By Lise Alves, Senior Contributing Reporter
SÃO PAULO, BRAZIL – The trade balance in Brazil registered a surplus of US$1.575 billion in July, according to the MDIC (Brazil’s Ministry of Development, Industry and Foreign Trade). The country’s trade balance registered a volume of US$23 billion in exports and US$21.45 billion in imports.
Daily averages sold abroad totaled US$1.001 billion, up by 10.7 percent from July of 2013, while daily average for imports hovered around US$932.6 million, down by 5.5 percent from the same month last year.
One of the highlights of July’s trade balance was a significant increase in petroleum exports for the month, by 276 percent, totaling US$2.6 billion during July. In addition to petroleum, increases in the export of iron and steel (148.2 percent), coffee (77.2 percent), beef (23.2 percent) and poultry meat (11.7 percent), were registered.

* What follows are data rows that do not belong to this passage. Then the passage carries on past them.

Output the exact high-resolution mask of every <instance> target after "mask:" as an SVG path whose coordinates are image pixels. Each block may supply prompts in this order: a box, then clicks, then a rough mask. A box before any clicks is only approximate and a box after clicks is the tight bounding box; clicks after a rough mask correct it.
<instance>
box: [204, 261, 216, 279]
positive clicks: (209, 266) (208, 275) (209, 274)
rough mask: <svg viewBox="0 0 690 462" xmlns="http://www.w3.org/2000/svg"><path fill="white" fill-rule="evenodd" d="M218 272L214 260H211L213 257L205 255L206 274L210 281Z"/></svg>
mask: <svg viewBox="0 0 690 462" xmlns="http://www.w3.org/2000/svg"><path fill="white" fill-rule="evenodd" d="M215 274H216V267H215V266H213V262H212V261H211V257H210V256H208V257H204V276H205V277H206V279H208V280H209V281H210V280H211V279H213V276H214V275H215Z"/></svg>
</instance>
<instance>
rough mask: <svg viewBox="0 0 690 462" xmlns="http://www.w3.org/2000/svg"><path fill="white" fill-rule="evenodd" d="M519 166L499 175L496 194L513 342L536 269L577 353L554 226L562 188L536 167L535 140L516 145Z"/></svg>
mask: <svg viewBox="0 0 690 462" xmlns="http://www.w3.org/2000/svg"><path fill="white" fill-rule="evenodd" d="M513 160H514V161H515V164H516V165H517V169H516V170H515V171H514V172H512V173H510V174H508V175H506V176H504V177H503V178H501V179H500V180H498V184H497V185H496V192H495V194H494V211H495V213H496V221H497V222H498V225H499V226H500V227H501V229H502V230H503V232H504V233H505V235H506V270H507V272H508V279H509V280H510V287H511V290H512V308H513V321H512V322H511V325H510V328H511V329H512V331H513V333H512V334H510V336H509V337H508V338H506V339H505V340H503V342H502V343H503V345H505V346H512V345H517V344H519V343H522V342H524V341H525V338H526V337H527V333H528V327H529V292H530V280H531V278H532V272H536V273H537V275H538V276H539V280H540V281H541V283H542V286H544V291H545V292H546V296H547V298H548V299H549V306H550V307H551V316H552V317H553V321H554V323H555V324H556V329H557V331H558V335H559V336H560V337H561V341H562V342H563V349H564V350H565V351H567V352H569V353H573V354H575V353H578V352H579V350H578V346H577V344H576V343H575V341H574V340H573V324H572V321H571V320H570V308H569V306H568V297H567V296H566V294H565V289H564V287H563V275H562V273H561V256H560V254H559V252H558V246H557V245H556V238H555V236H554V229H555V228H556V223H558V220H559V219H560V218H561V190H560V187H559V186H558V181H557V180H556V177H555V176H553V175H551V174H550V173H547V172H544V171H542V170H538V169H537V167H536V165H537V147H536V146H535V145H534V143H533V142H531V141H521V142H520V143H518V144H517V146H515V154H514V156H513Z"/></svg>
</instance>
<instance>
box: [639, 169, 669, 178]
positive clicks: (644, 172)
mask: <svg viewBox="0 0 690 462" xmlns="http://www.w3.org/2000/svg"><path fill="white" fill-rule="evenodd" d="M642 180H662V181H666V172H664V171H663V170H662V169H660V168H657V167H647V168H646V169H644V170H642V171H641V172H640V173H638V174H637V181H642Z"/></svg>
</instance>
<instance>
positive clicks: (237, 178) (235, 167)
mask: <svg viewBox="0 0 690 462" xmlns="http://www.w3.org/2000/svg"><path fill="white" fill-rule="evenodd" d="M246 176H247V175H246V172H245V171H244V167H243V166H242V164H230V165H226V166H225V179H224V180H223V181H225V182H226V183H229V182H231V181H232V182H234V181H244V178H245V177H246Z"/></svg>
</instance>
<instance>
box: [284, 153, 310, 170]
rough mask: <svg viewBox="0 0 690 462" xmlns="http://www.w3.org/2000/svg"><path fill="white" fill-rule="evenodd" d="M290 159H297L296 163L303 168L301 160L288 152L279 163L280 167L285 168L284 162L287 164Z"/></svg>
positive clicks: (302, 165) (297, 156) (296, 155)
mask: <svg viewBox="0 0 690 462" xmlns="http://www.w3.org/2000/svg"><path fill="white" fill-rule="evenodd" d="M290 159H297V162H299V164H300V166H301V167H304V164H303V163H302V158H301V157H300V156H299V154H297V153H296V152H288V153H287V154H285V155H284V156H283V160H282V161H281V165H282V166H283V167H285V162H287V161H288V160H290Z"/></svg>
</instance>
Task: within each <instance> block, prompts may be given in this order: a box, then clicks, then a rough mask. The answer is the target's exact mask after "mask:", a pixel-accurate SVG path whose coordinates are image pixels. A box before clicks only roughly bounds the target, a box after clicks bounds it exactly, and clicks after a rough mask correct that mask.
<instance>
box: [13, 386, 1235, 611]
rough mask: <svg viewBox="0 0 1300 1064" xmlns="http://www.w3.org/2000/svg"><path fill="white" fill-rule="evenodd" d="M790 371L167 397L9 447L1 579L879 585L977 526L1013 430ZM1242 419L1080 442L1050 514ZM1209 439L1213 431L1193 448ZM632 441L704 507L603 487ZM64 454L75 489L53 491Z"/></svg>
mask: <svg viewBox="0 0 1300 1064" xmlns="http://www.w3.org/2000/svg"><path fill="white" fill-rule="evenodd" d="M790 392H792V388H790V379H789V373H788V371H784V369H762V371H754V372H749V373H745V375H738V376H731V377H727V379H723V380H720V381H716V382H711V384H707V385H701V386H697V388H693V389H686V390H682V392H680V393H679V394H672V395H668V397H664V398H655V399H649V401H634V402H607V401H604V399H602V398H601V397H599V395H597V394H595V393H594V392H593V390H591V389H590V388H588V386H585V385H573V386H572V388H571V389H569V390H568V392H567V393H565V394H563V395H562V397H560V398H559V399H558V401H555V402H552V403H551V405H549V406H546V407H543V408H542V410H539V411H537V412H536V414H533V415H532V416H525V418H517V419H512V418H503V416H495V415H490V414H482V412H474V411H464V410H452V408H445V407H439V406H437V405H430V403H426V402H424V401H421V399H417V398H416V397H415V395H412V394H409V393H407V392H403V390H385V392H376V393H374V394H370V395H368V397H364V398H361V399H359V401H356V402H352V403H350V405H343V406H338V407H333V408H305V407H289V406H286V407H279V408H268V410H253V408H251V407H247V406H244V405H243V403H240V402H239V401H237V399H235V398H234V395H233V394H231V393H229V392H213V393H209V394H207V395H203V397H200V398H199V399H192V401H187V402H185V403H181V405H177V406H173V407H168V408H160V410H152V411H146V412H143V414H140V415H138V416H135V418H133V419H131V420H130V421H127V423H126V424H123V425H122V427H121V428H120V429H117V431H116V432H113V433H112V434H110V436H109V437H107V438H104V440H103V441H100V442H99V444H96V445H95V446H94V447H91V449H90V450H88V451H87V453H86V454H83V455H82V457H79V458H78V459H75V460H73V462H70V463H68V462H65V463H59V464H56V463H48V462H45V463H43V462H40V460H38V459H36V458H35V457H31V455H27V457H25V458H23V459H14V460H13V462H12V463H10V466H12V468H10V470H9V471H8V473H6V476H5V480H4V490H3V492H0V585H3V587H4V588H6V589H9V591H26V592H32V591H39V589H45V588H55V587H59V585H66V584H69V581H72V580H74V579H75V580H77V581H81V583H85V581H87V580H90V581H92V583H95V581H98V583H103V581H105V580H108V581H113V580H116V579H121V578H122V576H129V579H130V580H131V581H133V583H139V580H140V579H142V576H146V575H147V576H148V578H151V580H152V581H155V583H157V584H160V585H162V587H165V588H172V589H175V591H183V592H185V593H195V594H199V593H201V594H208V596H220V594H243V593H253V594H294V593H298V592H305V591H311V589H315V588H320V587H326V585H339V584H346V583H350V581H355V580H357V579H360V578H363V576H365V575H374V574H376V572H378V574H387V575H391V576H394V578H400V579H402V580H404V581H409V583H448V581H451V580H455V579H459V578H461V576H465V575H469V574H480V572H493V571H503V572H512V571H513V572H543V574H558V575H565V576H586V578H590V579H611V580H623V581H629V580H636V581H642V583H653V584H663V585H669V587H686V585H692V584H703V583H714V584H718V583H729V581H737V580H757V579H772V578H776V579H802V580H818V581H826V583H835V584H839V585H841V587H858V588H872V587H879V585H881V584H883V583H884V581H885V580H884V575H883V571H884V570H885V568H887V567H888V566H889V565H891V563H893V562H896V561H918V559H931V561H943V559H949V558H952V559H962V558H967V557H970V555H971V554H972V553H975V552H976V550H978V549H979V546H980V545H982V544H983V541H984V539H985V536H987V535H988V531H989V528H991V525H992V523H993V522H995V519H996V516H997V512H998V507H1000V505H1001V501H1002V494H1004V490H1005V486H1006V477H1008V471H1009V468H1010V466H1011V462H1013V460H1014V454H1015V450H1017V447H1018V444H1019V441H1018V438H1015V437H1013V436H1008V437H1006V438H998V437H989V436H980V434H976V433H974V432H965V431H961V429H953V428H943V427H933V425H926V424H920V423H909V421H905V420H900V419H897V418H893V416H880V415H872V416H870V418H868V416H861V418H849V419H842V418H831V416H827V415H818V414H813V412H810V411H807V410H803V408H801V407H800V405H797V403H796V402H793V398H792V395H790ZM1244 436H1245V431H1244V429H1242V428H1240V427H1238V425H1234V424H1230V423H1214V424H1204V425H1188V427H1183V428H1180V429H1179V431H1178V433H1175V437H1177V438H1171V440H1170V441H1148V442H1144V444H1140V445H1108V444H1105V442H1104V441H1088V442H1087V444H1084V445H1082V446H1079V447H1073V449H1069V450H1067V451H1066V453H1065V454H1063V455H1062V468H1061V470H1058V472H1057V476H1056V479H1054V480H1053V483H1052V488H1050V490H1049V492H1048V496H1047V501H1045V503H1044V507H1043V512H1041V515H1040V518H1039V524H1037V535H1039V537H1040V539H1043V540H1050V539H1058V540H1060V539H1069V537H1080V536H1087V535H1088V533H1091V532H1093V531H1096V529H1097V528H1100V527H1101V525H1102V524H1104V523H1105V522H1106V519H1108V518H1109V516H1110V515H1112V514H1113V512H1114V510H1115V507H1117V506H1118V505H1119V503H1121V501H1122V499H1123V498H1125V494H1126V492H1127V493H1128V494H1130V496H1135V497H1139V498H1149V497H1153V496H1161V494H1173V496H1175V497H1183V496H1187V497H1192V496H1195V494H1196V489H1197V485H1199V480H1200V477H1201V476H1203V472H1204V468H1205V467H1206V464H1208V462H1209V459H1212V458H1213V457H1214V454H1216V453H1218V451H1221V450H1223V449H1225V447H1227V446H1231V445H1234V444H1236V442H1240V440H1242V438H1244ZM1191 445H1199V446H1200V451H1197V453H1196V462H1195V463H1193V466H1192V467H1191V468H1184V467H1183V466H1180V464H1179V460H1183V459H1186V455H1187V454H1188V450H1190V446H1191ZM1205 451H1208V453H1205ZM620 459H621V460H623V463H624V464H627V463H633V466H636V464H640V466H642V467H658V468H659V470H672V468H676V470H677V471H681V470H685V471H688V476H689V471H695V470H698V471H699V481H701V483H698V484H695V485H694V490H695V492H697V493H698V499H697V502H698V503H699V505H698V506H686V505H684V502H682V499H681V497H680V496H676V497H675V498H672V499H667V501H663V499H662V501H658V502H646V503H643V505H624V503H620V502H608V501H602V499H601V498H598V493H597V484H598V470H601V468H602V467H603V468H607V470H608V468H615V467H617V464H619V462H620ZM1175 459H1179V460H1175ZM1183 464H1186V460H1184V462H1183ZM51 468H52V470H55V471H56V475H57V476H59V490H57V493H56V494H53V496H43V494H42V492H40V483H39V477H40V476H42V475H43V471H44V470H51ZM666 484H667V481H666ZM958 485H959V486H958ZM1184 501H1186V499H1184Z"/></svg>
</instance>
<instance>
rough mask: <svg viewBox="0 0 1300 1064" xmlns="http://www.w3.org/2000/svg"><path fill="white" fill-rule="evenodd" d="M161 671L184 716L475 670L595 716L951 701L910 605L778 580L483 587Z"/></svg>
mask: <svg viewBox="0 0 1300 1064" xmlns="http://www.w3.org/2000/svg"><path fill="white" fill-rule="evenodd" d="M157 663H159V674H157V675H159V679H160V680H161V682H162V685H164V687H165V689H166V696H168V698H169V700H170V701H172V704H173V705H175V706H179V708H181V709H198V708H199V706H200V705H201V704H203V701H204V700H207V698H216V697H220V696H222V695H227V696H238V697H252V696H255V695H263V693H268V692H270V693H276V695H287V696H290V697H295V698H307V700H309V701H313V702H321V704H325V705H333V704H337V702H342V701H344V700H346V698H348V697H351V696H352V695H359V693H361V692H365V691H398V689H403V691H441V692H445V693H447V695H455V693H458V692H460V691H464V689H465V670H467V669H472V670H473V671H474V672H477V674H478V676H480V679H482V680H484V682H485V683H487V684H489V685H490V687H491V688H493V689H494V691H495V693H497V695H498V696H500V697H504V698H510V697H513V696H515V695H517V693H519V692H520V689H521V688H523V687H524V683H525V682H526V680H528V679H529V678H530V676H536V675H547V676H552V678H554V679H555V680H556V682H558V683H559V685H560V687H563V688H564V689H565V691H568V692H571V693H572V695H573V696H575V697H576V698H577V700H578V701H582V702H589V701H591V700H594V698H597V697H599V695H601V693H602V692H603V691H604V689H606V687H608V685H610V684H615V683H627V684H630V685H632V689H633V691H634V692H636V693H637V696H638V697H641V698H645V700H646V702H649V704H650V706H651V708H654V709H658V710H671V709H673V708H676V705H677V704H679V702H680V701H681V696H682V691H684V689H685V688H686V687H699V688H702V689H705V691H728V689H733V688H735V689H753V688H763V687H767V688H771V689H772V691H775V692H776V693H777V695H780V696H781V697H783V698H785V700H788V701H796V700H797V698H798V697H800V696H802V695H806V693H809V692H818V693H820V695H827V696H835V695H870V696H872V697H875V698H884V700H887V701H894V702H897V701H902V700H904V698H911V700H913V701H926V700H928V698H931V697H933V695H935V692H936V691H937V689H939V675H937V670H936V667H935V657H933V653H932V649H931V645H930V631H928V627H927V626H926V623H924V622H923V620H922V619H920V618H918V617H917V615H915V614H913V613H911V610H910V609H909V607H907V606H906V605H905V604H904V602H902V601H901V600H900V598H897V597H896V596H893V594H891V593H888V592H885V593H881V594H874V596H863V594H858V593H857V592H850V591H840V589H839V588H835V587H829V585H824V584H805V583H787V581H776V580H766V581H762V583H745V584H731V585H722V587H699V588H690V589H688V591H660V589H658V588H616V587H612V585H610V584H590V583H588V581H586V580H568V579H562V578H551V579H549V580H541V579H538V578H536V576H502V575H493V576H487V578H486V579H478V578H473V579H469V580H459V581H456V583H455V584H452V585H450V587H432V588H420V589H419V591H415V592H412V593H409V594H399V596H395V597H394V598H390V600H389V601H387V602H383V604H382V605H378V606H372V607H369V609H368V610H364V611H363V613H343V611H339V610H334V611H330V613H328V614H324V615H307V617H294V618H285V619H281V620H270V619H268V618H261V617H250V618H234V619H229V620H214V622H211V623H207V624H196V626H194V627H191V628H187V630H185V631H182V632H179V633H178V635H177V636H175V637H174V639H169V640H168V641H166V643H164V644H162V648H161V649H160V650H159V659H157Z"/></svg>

The favorable result of the country’s trade balance was also helped by a reduction in imports of capital goods (11.2 percent), consumption goods (9.2 percent) and fuel and lubricants (7.4 percent) among others.
According to Roberto Dantas, director for the Department of Statistics and Exports Support at the MDIC, this was the fifth consecutive monthly surplus for the country’s trade balance. Dantas also stated that the government’s forecast is of a positive result for the overall trade balance this year despite the negative result for the accumulated total from January to July.
Brazil’s Central Bank forecasts a trade balance surplus of close to US$5 billion for 2014, while the market expects the surplus to be lower, at around US$2 billion.